I guess their website is down for the moment but is expected to be up soon?


----------



## Lazer Guy (Sep 12, 2005)

We race EL on Saturdays and gas on Sundays.
And yes the track is available on week days if you are a member.


----------



## Lessen (Jan 13, 2009)

Do the gas guys race EVERY Sunday provided weather is good or is there a planned schedule? Just curious. Thanks.


----------



## Lazer Guy (Sep 12, 2005)

this link has what they did last year>
http://www.rctech.net/forum/racing-forum/612854-one-eighth-racers-toledo-2012-thread-9.html
I think they race gas 1/8 and 1/10th almost every Sunday but I'm not sure of that.
You can ask on that link and somebody will let you know for sure.


----------



## davidl (Jan 7, 2002)

Lessen said:


> Do the gas guys race EVERY Sunday provided weather is good or is there a planned schedule? Just curious. Thanks.

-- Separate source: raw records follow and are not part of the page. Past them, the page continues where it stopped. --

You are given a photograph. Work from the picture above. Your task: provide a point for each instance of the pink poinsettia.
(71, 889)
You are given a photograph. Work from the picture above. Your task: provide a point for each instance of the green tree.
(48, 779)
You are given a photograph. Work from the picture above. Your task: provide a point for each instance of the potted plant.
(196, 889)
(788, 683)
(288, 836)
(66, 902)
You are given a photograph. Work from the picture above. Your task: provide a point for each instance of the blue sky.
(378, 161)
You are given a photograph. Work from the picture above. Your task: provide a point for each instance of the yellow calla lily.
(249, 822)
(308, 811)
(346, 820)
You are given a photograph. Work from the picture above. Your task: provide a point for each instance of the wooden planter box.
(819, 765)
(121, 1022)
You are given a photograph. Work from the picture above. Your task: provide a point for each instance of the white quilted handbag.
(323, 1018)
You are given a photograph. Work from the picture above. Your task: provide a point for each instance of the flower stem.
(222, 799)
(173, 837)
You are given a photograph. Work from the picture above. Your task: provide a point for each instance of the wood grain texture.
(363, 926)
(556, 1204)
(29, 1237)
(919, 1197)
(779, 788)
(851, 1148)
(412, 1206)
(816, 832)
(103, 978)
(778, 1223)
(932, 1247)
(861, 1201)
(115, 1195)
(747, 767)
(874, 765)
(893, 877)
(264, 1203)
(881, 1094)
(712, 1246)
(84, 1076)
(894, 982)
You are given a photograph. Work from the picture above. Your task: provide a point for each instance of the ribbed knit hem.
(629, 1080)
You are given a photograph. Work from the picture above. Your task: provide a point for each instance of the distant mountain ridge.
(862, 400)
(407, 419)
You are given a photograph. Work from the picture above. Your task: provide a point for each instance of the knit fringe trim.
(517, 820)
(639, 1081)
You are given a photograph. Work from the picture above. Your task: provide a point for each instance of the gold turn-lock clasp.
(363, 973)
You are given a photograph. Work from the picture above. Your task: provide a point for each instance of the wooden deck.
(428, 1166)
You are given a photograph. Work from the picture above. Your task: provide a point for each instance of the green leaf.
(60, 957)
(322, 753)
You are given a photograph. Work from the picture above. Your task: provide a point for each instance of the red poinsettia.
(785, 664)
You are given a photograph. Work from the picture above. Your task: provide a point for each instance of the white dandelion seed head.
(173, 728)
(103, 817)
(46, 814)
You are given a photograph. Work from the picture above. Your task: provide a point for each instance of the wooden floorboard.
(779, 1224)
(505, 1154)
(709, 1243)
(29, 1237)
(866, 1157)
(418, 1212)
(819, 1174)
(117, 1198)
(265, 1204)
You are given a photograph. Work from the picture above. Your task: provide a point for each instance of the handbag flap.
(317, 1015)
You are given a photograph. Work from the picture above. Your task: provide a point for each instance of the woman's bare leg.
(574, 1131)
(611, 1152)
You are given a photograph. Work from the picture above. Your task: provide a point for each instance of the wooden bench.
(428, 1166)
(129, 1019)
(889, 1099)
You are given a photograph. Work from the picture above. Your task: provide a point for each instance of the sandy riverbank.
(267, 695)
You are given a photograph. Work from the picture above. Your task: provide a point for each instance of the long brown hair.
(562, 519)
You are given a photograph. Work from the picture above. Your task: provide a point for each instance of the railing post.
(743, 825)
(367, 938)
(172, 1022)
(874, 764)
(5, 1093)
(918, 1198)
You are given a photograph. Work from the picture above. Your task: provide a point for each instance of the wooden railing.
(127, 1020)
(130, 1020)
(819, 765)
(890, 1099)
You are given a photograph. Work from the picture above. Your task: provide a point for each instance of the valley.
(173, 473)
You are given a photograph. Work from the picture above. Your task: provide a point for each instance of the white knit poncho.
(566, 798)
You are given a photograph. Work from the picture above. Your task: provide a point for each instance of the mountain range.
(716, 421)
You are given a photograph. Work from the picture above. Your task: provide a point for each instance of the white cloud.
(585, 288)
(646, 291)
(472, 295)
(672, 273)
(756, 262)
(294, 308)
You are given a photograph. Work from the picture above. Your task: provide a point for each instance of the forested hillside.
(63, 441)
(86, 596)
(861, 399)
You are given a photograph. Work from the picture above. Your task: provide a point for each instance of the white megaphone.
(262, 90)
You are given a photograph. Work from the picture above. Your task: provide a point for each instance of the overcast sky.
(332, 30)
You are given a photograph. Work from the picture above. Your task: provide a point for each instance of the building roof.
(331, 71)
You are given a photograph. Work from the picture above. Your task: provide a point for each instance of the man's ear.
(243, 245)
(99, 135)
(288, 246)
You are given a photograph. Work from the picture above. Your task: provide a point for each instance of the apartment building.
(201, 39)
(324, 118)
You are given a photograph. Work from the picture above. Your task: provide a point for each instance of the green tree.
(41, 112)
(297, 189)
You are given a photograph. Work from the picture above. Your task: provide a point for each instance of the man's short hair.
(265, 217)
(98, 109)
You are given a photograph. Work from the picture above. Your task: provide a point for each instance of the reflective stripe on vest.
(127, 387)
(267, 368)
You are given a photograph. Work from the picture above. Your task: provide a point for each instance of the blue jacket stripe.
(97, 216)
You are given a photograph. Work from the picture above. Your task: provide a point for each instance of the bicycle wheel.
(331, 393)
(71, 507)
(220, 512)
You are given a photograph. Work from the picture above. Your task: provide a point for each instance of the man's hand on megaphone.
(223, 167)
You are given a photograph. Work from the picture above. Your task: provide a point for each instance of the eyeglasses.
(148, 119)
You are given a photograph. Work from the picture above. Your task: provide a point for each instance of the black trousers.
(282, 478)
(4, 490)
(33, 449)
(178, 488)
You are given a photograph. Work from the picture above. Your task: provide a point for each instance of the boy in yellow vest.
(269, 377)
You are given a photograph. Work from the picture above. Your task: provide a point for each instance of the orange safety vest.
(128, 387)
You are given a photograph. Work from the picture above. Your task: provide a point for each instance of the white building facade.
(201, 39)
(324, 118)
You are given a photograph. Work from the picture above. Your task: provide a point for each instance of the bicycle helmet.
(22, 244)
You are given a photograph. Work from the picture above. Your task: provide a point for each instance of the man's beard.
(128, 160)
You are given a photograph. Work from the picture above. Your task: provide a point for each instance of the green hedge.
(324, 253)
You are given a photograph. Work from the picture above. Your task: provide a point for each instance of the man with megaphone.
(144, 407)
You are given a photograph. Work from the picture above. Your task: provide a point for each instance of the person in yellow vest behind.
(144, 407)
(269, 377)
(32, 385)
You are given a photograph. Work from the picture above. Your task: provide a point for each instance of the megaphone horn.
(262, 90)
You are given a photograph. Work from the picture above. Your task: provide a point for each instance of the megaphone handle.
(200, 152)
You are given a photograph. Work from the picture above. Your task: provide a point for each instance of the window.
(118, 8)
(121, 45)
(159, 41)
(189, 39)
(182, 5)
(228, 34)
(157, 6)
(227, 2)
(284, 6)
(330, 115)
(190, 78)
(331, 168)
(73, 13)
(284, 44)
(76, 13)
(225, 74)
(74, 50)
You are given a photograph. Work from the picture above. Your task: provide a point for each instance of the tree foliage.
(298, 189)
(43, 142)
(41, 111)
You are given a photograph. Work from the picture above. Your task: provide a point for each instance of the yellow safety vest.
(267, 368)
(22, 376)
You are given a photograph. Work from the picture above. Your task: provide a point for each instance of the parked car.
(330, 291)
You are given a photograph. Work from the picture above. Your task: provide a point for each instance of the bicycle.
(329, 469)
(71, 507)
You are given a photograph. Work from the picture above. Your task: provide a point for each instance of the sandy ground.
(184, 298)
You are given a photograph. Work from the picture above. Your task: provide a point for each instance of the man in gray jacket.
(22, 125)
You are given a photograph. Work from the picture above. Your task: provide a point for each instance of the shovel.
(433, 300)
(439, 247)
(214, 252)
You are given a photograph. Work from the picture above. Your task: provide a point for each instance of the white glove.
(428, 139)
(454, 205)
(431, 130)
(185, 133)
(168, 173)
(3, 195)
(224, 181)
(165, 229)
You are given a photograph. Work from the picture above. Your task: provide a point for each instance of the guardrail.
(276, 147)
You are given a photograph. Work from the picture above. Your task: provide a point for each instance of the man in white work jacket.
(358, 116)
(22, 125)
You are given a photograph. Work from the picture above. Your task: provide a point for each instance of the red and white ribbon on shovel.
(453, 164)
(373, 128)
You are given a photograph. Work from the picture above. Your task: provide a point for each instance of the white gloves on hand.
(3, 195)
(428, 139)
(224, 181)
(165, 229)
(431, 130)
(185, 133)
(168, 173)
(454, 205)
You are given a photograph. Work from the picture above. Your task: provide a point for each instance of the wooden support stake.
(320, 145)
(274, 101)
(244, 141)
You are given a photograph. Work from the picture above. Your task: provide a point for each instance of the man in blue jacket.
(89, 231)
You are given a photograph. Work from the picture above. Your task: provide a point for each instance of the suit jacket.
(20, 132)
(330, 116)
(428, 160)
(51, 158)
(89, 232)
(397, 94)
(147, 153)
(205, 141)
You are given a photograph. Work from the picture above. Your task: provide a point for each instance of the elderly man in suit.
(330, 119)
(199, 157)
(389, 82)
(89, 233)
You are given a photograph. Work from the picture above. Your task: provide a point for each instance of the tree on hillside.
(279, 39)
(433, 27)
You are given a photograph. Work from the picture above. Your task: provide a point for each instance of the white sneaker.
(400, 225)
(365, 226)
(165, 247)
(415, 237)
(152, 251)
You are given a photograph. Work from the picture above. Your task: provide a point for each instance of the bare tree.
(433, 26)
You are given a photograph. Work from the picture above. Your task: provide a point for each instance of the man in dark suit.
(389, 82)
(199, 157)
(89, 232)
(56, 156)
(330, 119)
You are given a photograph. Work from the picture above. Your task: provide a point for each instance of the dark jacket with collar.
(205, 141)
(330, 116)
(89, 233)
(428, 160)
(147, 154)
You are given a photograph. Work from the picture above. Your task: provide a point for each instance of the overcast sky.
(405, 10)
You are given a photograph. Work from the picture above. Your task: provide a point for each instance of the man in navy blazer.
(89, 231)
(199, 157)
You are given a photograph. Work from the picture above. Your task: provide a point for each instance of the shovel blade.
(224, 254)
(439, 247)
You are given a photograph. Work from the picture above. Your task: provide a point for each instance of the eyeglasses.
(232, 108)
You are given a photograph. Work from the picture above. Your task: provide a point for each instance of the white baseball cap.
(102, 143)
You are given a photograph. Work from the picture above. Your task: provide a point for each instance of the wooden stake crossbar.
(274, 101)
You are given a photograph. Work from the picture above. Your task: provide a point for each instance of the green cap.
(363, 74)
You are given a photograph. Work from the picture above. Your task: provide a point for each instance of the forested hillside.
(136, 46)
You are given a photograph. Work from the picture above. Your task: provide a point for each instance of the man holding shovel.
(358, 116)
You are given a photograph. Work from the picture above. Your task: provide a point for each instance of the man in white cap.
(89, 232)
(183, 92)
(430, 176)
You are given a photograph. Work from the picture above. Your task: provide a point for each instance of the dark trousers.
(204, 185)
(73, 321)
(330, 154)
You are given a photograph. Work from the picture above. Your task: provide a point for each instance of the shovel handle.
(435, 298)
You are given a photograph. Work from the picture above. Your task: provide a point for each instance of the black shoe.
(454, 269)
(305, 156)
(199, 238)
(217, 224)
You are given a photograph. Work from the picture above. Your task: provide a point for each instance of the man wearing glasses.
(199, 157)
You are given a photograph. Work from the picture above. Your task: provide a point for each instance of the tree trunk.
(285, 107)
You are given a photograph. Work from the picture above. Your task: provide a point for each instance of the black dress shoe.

One Eighth Scale Racers of Toledo set up a schedule that is friendly to the Midwest Series, the ROAR 1/8 Nationals, the other regional tracks bigger races and the IFMAR World Championships. Their 2013 schedule will not be posted till those other races are figured out. They also do not race on Mothers Day.


----------



## T28Pilot (Jan 26, 2013)

Is there a website available for the One Eighth Racers? I can't seem to locate a functioning site.


----------



## davidl (Jan 7, 2002)

T28Pilot said:


> Is there a website available for the One Eighth Racers? I can't seem to locate a functioning site.


They have a site, but their webmaster passed away last year and they have not put a new webmaster to work on their site.


----------



## T28Pilot (Jan 26, 2013)

How unfortunate, I understand now. I will stay posted a loook for a new site in the future.............


----------



## tthib3685 (Apr 30, 2013)

im new to rc racing and i just bought the ofna 1/8 onroad gtp rtr and the servos suck! Any suggestions on a good servo to use for onroad that wont break the bank?


----------



## Flyin Hawaiian (Nov 5, 2010)

tthib3685 said:


> im new to rc racing and i just bought the ofna 1/8 onroad gtp rtr and the servos suck! Any suggestions on a good servo to use for onroad that wont break the bank?


This one is very good, it has good speed and good torque and reasonably priced.

http://www.amainhobbies.com/product...ndard-Digital-High-Torque-Titanium-Gear-Servo

I personally run radiopost servos. All I can say is they are amazing!!! The price is slightly higher but well worth it for me.

http://www.absolutehobbyz.com/product_info.php?products_id=8381


----------